Disney-trained animator Don Bluth, who was an animator for Disney's Robin Hood (1973), The Rescuers (1977), Pete's Dragon (1977) and The Many Adventures of Winnie the Pooh (1977) broke away and formed Don Bluth Productions with a group of disgruntled animators. His first notable non-Disney work was the animation sequence of Xanadu (1980). His first independent feature-length animation was The Secret of N.I.M.H. (1982), and his first big hit was the Spielberg-co-produced animation An American Tail (1986).

1979

The Black Hole was Disney's first PG-rated feature film.

1979

The China Syndrome, a film about a fictional nuclear plant that faced near melt-down, starred Jane Fonda and Jack Lemmon. It opened 11 days before an actual partial nuclear reactor core melt-down accident occurred at the Three Mile Island nuclear facility in Pennsylvania.

1979

The first film utilizing Dolby's 70mm "Split Surround" format was Francis Ford Coppola's Apocalypse Now.

1979

Woody Allen's Manhattan was released -- his first film using a widescreen (2.35:1) Panavision process. At Allen's insistence, the studio's contract required that the film had to be shown in letterbox format in any home video release or broadcast/cable showing -- therefore, it was the first film released in letterbox format for home video. At the time, the FCC regulations that didn't permit blank areas of the screen (bars above and below caused a bit of a problem.

1979

Ridley Scott's Alien, 20th Century Fox's extremely suspenseful, superior space science-fiction horror film, was the first R-rated film to have merchandising aimed at children.

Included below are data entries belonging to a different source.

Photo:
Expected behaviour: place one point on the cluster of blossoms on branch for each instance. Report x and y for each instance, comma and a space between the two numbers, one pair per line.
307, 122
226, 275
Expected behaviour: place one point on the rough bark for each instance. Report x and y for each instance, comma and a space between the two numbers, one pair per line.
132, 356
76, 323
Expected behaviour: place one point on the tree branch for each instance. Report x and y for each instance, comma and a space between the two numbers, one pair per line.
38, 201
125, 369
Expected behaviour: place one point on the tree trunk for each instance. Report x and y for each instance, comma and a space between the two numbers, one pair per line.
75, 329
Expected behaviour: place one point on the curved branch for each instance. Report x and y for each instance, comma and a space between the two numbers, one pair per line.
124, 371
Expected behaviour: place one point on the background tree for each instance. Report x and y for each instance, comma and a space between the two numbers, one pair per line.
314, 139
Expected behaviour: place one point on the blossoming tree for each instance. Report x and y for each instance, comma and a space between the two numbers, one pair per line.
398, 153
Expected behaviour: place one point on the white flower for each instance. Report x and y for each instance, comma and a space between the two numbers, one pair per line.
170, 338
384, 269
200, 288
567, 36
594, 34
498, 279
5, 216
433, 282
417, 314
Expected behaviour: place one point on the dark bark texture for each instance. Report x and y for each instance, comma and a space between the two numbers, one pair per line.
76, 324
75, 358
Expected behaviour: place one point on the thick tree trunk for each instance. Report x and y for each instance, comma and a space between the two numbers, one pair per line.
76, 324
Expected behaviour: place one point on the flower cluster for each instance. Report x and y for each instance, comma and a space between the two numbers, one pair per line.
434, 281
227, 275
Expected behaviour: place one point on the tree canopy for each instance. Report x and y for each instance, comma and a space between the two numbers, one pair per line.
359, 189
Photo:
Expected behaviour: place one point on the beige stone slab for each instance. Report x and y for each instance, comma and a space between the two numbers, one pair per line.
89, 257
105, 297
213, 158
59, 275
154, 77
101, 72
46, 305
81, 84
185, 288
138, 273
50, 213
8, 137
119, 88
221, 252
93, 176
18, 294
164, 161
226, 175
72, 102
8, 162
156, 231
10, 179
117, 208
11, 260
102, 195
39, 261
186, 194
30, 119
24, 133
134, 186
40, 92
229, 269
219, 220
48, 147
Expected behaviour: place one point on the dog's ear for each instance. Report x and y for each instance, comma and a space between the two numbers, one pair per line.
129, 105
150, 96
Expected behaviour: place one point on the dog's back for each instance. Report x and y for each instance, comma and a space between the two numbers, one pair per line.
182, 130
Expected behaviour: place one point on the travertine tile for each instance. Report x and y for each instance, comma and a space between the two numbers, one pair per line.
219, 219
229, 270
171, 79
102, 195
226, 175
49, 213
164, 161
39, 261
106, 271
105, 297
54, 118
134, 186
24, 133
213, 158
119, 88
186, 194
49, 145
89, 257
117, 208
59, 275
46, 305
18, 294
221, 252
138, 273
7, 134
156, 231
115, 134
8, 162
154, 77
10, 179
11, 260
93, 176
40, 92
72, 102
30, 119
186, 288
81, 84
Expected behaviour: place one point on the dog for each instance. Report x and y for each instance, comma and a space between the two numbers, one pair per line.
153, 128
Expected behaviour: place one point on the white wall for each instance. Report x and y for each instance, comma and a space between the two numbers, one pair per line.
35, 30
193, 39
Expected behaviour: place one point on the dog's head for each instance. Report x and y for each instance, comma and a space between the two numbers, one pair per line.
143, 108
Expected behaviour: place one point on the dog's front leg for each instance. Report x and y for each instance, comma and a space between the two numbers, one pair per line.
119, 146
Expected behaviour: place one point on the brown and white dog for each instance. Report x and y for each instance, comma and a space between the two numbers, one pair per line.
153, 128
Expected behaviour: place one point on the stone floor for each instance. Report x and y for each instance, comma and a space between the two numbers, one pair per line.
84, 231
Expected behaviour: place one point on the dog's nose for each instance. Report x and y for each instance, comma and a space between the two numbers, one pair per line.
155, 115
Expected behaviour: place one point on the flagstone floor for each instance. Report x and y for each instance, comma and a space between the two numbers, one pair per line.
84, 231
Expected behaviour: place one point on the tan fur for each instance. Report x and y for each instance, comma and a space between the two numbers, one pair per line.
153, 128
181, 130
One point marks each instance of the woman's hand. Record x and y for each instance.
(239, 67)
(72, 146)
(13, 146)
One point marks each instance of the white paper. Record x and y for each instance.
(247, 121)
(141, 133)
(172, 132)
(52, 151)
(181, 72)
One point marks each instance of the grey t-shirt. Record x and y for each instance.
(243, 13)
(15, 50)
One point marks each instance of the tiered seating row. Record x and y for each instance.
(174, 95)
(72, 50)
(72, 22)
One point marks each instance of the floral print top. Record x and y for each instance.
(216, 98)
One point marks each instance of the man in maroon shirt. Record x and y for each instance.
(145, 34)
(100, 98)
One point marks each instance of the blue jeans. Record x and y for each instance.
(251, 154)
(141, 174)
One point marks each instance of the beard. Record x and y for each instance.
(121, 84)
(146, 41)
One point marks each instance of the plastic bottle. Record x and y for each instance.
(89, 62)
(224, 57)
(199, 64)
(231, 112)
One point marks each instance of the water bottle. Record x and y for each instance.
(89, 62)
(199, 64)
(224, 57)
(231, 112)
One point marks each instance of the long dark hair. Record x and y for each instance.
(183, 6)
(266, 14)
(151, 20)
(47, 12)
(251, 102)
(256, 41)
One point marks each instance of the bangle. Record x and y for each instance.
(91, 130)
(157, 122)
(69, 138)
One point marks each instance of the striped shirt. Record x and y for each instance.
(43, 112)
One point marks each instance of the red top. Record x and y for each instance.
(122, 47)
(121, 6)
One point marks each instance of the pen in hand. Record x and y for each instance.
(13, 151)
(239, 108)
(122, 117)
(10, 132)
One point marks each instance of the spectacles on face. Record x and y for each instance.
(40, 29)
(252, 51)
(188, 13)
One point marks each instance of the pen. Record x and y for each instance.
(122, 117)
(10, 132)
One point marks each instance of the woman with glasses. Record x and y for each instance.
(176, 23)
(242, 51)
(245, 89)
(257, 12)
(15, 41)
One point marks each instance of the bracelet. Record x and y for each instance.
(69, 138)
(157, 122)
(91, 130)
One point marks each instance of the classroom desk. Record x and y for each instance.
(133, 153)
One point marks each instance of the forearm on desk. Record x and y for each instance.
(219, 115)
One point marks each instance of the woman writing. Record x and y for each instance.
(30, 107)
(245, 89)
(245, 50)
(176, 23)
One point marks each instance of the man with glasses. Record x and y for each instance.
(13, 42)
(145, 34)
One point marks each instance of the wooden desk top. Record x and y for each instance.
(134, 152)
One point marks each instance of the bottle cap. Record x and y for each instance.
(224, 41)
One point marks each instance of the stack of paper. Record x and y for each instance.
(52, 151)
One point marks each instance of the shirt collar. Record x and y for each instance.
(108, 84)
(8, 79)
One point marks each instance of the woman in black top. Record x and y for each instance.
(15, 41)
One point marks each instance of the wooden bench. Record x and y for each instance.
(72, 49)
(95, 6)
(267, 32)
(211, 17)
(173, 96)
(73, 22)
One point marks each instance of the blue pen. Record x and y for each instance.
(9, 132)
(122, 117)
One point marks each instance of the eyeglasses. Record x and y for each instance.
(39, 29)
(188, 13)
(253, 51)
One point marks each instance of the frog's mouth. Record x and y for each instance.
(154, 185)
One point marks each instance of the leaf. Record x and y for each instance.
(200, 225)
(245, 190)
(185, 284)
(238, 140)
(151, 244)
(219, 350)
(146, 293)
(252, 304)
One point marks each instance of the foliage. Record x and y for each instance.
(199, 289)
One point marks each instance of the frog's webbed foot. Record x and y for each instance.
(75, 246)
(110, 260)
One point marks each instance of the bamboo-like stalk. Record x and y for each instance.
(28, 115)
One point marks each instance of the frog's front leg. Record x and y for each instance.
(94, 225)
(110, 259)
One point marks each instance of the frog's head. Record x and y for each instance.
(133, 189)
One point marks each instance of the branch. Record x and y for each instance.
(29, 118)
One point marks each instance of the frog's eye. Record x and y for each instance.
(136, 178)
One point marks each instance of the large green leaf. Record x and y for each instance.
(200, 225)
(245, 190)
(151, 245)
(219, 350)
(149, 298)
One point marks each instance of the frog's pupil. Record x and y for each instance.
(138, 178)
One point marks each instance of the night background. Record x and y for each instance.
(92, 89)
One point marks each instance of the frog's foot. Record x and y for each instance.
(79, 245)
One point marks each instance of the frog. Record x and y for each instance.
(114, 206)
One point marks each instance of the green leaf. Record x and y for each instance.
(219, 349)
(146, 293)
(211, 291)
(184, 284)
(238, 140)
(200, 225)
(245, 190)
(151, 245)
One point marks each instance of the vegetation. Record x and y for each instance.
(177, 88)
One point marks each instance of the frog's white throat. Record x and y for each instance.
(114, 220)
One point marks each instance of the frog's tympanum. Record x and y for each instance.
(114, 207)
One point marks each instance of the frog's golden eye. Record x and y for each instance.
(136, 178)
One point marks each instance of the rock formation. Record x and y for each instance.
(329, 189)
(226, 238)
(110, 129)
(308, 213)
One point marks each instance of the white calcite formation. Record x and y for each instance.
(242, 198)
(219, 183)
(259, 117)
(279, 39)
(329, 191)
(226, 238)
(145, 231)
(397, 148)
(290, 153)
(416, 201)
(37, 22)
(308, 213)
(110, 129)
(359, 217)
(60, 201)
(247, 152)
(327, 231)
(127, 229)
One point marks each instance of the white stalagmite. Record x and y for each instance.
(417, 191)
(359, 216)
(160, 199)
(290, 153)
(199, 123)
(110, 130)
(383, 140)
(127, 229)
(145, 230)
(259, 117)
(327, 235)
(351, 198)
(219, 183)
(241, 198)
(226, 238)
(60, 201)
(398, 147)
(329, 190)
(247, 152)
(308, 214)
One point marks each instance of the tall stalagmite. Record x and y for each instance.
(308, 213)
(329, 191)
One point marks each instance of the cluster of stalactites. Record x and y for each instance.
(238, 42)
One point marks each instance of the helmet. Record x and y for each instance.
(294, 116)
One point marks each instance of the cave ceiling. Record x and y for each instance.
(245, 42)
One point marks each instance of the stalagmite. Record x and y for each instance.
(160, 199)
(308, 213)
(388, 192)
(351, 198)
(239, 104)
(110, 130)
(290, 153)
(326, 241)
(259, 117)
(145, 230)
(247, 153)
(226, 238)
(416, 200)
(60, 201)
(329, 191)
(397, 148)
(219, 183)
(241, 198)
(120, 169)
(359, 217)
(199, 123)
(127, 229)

Mid-to-late 1970s and into the 1980s

The Australian film-making industry experienced a revival or renaissance (new wave) of production after many years of sporadic growth, with increased government financing. Examples of films portraying Australian culture and history at this time of Australia's film-making resurgence included Peter Weir's Picnic at Hanging Rock (1975), The Last Wave (1977) and Gallipoli (1981), Fred Schepisi's The Chant of Jimmie Blacksmith (1978), Gillian Armstrong's My Brilliant Career (1979), Bruce Beresford's Breaker Morant (1980), and the unexpected success of Mel Gibson in the first Mad Max (1979) film.

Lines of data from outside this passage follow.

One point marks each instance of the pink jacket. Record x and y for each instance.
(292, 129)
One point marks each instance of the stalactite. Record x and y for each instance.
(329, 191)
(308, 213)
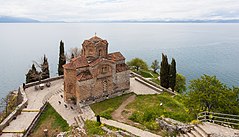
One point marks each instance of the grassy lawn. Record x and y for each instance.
(105, 108)
(93, 128)
(50, 120)
(146, 108)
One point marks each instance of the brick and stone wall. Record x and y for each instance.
(69, 84)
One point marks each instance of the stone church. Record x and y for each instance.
(95, 74)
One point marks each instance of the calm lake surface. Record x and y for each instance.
(199, 49)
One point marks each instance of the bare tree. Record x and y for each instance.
(74, 52)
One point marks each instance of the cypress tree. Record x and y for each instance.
(172, 74)
(62, 59)
(72, 56)
(32, 75)
(45, 69)
(164, 72)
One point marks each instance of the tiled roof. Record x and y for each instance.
(96, 61)
(84, 75)
(77, 62)
(116, 56)
(121, 67)
(93, 63)
(95, 39)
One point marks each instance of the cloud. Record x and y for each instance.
(82, 10)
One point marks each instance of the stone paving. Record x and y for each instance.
(211, 128)
(131, 129)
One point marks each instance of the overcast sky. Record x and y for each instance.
(90, 10)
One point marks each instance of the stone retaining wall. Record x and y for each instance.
(102, 98)
(43, 81)
(16, 112)
(33, 124)
(24, 103)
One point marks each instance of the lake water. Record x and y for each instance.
(198, 48)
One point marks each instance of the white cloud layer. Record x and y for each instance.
(90, 10)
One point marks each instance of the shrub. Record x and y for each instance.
(195, 122)
(107, 113)
(152, 125)
(135, 117)
(93, 128)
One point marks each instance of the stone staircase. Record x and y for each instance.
(79, 121)
(197, 131)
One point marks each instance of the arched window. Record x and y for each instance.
(100, 52)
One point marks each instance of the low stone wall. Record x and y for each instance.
(102, 98)
(151, 83)
(16, 112)
(24, 103)
(33, 124)
(43, 81)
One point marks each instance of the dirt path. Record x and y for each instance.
(117, 114)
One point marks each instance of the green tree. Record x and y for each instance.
(180, 86)
(137, 64)
(45, 68)
(172, 74)
(164, 72)
(209, 94)
(32, 75)
(62, 59)
(155, 66)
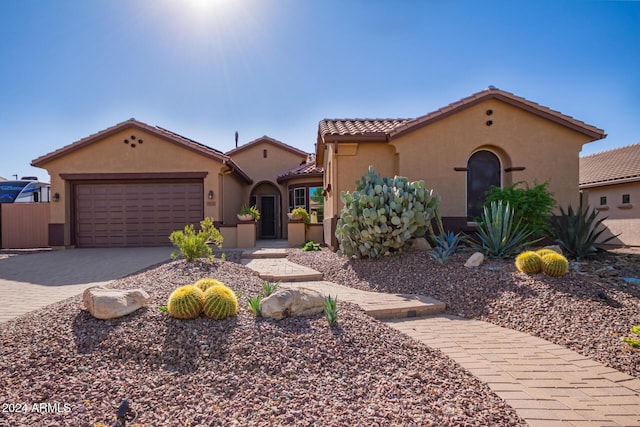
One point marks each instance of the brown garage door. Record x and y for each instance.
(134, 213)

Late 1970's to Early 1980's

The popularity, profitability and success of HBO (Home Box Office) in the mid-1970s helped spur the growth of cable TV, and soon after, new satellite-delivered basic and premium cable TV networks were successfully competing against the major TV networks in the late 70s and early 80s, including premium movie channels such as: Viacom's Showtime (1976, with satellite broadcast in 1978), Warner Amex's The Movie Channel (1979), Time/HBO's own Cinemax (1980), the Disney Channel (1983), American Movie Classics (1984), and other Pay Per View (PPV) channels, to name a few.